888. Eight eighty-eight
Eight eighty-eight, just like a gate
Always open, & i'm ever gropin'
for stupid rhymes to keep in time
all my words fly up like birds
they are so bare they go nowhere
without a sound fall to the ground
bounce up again into the rain
into my pain against the grain
out of the light into the night
they meet Descartes, that drunken fart
he says "I am," they say they can
he says "I was" then all he does
is sit and more, he cannot cope
Then they say they'll fly away
he says "oh good, I wish I could"
they start to fly and say goodbye
far away across the day
across the sand in a river they land
the river will abate, it's eight eighty-eight
Whiffletrees, whiffles trees, bite my knees, bite my knees
are not trees, are not trees, in the leas(t), in the leas(t).
890. Getting nervous
Getting nervous about a dumb psychology exam. I'm beginning to hate it. I haven't learned anything, I haven't tried, there's nothing to try for. Bloody hello. Paranoia will still return again. Psychology. Arrgh! Even sociology is better, even psych last year was better, even, oh, I think i'm gonna, wish I could die.
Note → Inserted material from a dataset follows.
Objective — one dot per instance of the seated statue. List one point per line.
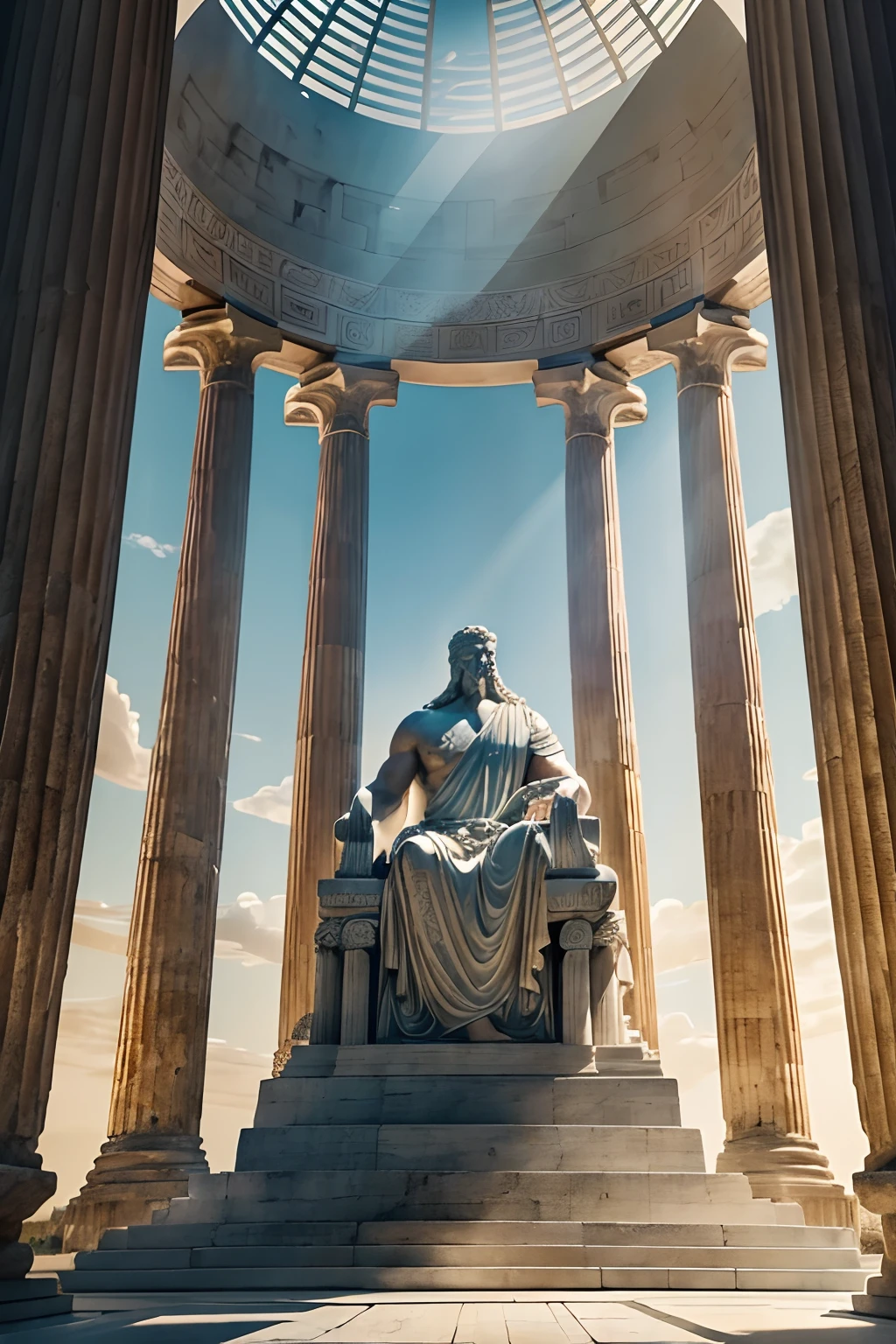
(464, 928)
Oh my goodness, suicidal tendencies. Definitely "B" type behaviour. Abnormal, whatever.
981. Major decision
Major decision yesterday. Had an approach-approach conflict. A pain. Whether to go to Vancouver as planned, see Brenda and have a terrific time, or to let Lani and her friend come over. Trauma! What to do? Well, i cancelled Vancouver, Brenda can live without me, she's got homework and stuffe. I just hope Lani makes it up despite Seattle snow.
892. Just-a sittin' here waitin'
I'm-a waitin' for Classics 'cause Socolgy was canc'll'd. Third floor lib'ry's where I'm. Nob'dy around, just me, a' in the background wigglin' chairs, rustlin' papers and book noises. I'm-a drippin' offta sleep. I'm-a time-killer. Dozy mornin' reading. Soshul Werk & Psycolgy and Ezra Poun's Cantoes. Dionysus.